“Hear, O Israel: The LORD our God, the LORD is one. You shall love the LORD your God with all your heart and with all your soul and with all your might. And these words that I command you today shall be on your heart. You shall teach them diligently to your children, and shall talk of them when you sit in your house, and when you walk by the way, and when you lie down, and when you rise. You shall bind them as a sign on your hand, and they shall be as frontlets between your eyes. You shall write them on the doorposts of your house and on your gates. - Deuteronomy 6:4-9
I've gotten older!!! Not quite sure how that happened, really. ;) Each day it seems I have forgotten more things than I can keep up with! And then to look at how much time passes between...things...it is mind-blowing. (I cannot believe it has been nearly four years since my last post.)
One of the reasons my time flies is because life is so full - husband, toddler, mother-in-law living with us, job, other family, church...you get the idea - the hours of each day slip by like clouds in the sky. We get up for each day and it seems it's just a few hours and we're laying back down to get some sleep before we start all over again the next day. I'm so busy, I let myself think there's not enough time to sit down and read God's Word. So I have nothing to meditate on, talk about, chew on all day and I have forgotten too much. Busyness leads to forgetfulness.
When I started this blog eleven years ago (Oh. My. Gosh.), I was just trying something "new" that everyone was doing. I had thoughts and ideas and wanted to contribute something to someone. Yes, there were a few people along the way who commented on my posts, telling me how it helped them or challenged them. But the truth is, this blog became a huge part of growing my faith. I was always thinking of how God was working in my life and was looking for ways to share that through the written word. My thoughts were on God and finding Him in the daily routine...the small things in life. These days, there's just the routine. It has overwhelmed me and kept me from thinking and wanting to share.
There is power in the written word. Just look at The Bible - the single most printed and influential book in the world. Moses even reminded the children of Israel to "write them (the commandments) on the doorposts of your house and your gates." The process of putting thought to paper (or keyboard) requires moments of quiet and introspection. It takes time to put together a coherent thought.
It's time to get back to that. Time to focus. Time to remember. I must make the time to read, talk, remember and be quiet. I'm not pledging to write "x" number of posts each day, week or month, but I am pledging to do the things that will lead to me writing again. I need more of God in my life because I've never felt further from Him than I do right now. Writing is what I need to help bring me back to the right mindset.
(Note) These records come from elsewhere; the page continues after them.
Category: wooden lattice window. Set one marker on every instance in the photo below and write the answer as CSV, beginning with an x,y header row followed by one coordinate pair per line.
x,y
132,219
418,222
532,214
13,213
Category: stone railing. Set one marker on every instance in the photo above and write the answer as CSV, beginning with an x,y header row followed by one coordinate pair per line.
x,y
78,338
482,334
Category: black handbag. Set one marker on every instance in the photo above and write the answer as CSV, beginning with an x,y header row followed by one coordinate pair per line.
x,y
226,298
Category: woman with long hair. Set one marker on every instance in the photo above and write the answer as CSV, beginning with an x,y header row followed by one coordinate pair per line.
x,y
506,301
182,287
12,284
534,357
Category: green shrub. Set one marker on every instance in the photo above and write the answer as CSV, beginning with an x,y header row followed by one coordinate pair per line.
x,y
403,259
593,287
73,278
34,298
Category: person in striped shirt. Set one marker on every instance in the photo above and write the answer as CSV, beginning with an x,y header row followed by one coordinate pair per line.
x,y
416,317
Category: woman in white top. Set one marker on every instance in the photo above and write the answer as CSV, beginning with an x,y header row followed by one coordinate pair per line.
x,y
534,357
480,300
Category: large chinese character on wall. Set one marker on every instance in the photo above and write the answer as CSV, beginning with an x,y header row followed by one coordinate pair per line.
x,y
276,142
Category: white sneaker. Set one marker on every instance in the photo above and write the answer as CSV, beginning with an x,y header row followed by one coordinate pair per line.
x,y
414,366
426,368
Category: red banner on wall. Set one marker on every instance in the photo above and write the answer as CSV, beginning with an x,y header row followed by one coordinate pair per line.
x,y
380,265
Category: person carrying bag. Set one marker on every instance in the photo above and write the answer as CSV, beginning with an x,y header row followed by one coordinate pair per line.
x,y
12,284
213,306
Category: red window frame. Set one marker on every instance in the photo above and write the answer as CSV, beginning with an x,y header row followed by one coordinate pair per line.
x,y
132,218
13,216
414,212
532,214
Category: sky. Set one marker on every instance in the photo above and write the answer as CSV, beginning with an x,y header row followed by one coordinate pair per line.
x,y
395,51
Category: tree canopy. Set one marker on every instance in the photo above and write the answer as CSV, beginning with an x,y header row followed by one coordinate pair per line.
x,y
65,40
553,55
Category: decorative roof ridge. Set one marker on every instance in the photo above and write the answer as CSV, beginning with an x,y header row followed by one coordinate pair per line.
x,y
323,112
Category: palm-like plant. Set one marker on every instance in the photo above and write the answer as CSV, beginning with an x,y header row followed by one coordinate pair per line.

Fortunately for me, God is faithful even when I'm not. He never forsakes, leaves or abandons us, and if we just read, think, remember and listen...He speaks so clearly. I want to hear from Him again. I need to hear from Him. I have a 2 1/2 year old daughter that needs to know her Creator and I'm the one to teach her. Maybe my words here, forever captured on the internet (you know where nothing ever disappears!) will be there for here when I'm gone and will remind her to read, think, remember and listen.